The AP reported that Sergeant Christopher Cook told that the police believes the woman fell on Friday at Six Flags Over Texas in Arlington, and there was no foul play involved.
The Park spokeswoman Sharon Parker told that a woman died while riding the Texas Giant roller coaster, which is dubbed as the tallest steel-hybrid coaster in the world. But she did not specify how she was killed.
Some witnesses said the woman who died wasn't properly secured.
"We are committed to determining the cause of this tragic accident and will utilise every resource throughout this process," Parker said in a statement yesterday. "It would be a disservice to the family to speculate regarding what transpired."

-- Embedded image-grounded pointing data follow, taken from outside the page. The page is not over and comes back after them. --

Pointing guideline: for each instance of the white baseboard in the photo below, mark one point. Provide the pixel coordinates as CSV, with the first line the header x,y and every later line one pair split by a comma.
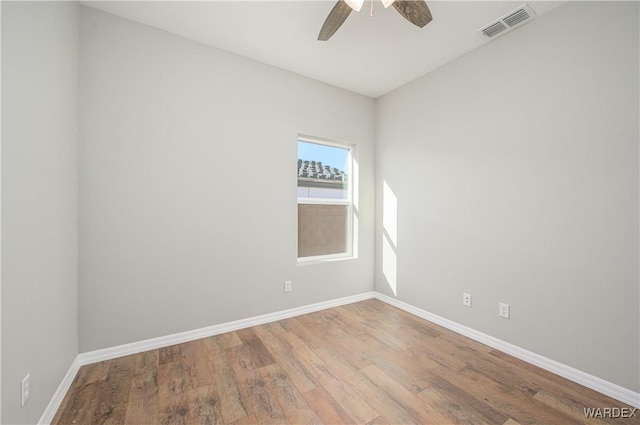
x,y
179,338
612,390
165,341
58,396
598,384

Cook said that the police, fire and emergency medical services reached the park at around 6:45 pm Friday for a woman who had fallen from a train car while riding a roller coaster but she was pronounced dead at the scene.
Carmen Brown told The Dallas Morning News that she was waiting in line to get on the Texas Giant when the accident happened and witnessed the woman being strapped in.
"She goes up like this. Then when it drops to come down, that's when it (the safety bar) released and she just tumbled," Brown, of Arlington, told the newspaper. "They didn't secure her right.
Six Flags said the ride will be closed as the investigation continues.
The Texas Giant is 14 stories high, and has a drop of 79 degrees and a bank of 95 degrees. It can carry up to 24 riders. It first opened in 1990 as an all-wooden coaster but underwent a USD 10 million renovation to install steel-hybrid rails and reopened in 2011.